La bourse ferme dans 1 h 54 min

La Bourse de Paris reste prudente, en l'absence de Wall Street (-0,23%)

Salle de contrôle d'Euronext, l'opérateur de la Bourse de Paris, à La Défense, le 27 avril 2018

Paris (AFP) - La Bourse de Paris restait en léger recul (-0,23%) jeudi à la mi-journée, optant pour la prudence en l'absence de Wall Street et devant le regain de tensions entre Pékin et Washington sur Hong Kong.

A 13H32 (12H32 GMT), l'indice CAC 40 perdait 13,36 points à 5.913,48 points, dans un volume d'échanges faible de 624 millions d'euros. La veille, il avait fini à l'équilibre (-0,05%).

La cote parisienne a ouvert en léger recul et n'a pas changé d'avis depuis.

En raison de la fête américaine de Thanksgiving, Wall Street sera fermée toute la journée ce jeudi et n'ouvrira que pour une demi-séance vendredi.

"Les actions européennes sont dans le rouge aujourd'hui alors que les tensions entre la Chine et les États-Unis ont un peu ressurgi avec la signature par Donald Trump d'une loi en faveur de Hong Kong", a résumé David Madden, un analyste de CMC Markets.

L'apaisement avait dominé le début de semaine dans le conflit commercial sino-américain, après des échanges entre négociateurs chinois et américains qui étaient convenus de rester en contact afin de parvenir à "un accord préliminaire", selon l'agence Chine nouvelle.

Mais la promulgation par le président américain Donald Trump d'une loi soutenant les manifestations pro-démocratie à Hong Kong a provoqué une vive réaction de Pékin qui a qualifié ce texte "d'abomination absolue" et menacé Washington de représailles.

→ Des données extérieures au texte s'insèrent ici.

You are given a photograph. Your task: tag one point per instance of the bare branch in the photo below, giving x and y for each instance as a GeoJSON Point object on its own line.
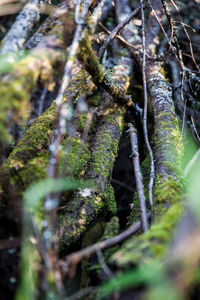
{"type": "Point", "coordinates": [73, 259]}
{"type": "Point", "coordinates": [115, 31]}
{"type": "Point", "coordinates": [22, 27]}
{"type": "Point", "coordinates": [152, 172]}
{"type": "Point", "coordinates": [138, 176]}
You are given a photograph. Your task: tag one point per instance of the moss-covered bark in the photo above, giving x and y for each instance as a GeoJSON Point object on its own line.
{"type": "Point", "coordinates": [88, 203]}
{"type": "Point", "coordinates": [168, 151]}
{"type": "Point", "coordinates": [42, 63]}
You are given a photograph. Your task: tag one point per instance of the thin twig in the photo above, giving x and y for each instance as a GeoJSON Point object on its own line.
{"type": "Point", "coordinates": [63, 114]}
{"type": "Point", "coordinates": [191, 163]}
{"type": "Point", "coordinates": [195, 130]}
{"type": "Point", "coordinates": [138, 176]}
{"type": "Point", "coordinates": [115, 31]}
{"type": "Point", "coordinates": [152, 170]}
{"type": "Point", "coordinates": [119, 37]}
{"type": "Point", "coordinates": [104, 266]}
{"type": "Point", "coordinates": [69, 265]}
{"type": "Point", "coordinates": [22, 27]}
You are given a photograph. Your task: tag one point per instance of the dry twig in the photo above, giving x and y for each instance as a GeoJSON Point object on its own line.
{"type": "Point", "coordinates": [115, 31]}
{"type": "Point", "coordinates": [138, 176]}
{"type": "Point", "coordinates": [71, 261]}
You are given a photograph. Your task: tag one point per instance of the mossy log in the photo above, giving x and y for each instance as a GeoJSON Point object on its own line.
{"type": "Point", "coordinates": [168, 150]}
{"type": "Point", "coordinates": [42, 63]}
{"type": "Point", "coordinates": [88, 203]}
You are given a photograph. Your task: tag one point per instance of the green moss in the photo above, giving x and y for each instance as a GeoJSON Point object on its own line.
{"type": "Point", "coordinates": [167, 191]}
{"type": "Point", "coordinates": [74, 156]}
{"type": "Point", "coordinates": [106, 150]}
{"type": "Point", "coordinates": [154, 243]}
{"type": "Point", "coordinates": [34, 142]}
{"type": "Point", "coordinates": [91, 60]}
{"type": "Point", "coordinates": [110, 200]}
{"type": "Point", "coordinates": [94, 99]}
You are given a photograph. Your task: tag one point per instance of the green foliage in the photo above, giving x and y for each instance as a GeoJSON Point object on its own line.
{"type": "Point", "coordinates": [150, 276]}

Du côté des indicateurs, la croissance des crédits accordés par les banques de la zone euro au secteur privé a légèrement accéléré en octobre, selon la Banque centrale européenne (BCE).

- Rémy Cointreau mal accueilli -

Sur le terrain des valeurs, Soitec perdait 1,99% à 113,20 euros, lesté par des prises de bénéfices après avoir annoncé une hausse de son bénéfice net de 28% à 41,5 millions d'euros au premier semestre de son exercice décalé 2019-2020. Depuis le premier janvier, le groupe enregistre la plus forte hausse de l'indice SBF 120 avec un bond de près de 124%.

Les valeurs les plus exposées aux tensions sino-américaines, comme l'automobile ou les matières premières, étaient pénalisées.

Renault reculait de 1,25% à 43,39 euros et Peugeot de 1,03% à 22,20 euros.

ArcelorMittal reculait également de 1,06% à 15,51 euros, à l'instar d'Eramet (-1,47% à 40,89 euros).

Rémy Cointreau s'enfonçait pour sa part de 3,25% à 116,20 euros, souffrant d'une publication en deçà des attentes avec un bénéfice net hors éléments exceptionnels en recul, tout comme le chiffre d'affaires, au premier semestre.

Europcar montait pour sa part de 4,74% à 4,20 euros alors que Morgan Stanley a renforcé sa présence au sein du groupe et détient désormais 8,11% du capital, selon la déclaration de franchissement du seuil de 5% publiée mercredi par l'Autorité des marchés financiers. Des informations de presse évoquent depuis plusieurs jours l'intérêt de fonds d'investissement, dont Apollo Global Management qui envisagerait une montée au capital.

LDC baissait de 3,93% à 110 euros après avoir vu son bénéfice net reculer de 4% à 65,6 millions d'euros au premier semestre de son exercice 2019-2020, tandis que ses ventes continuaient de croître.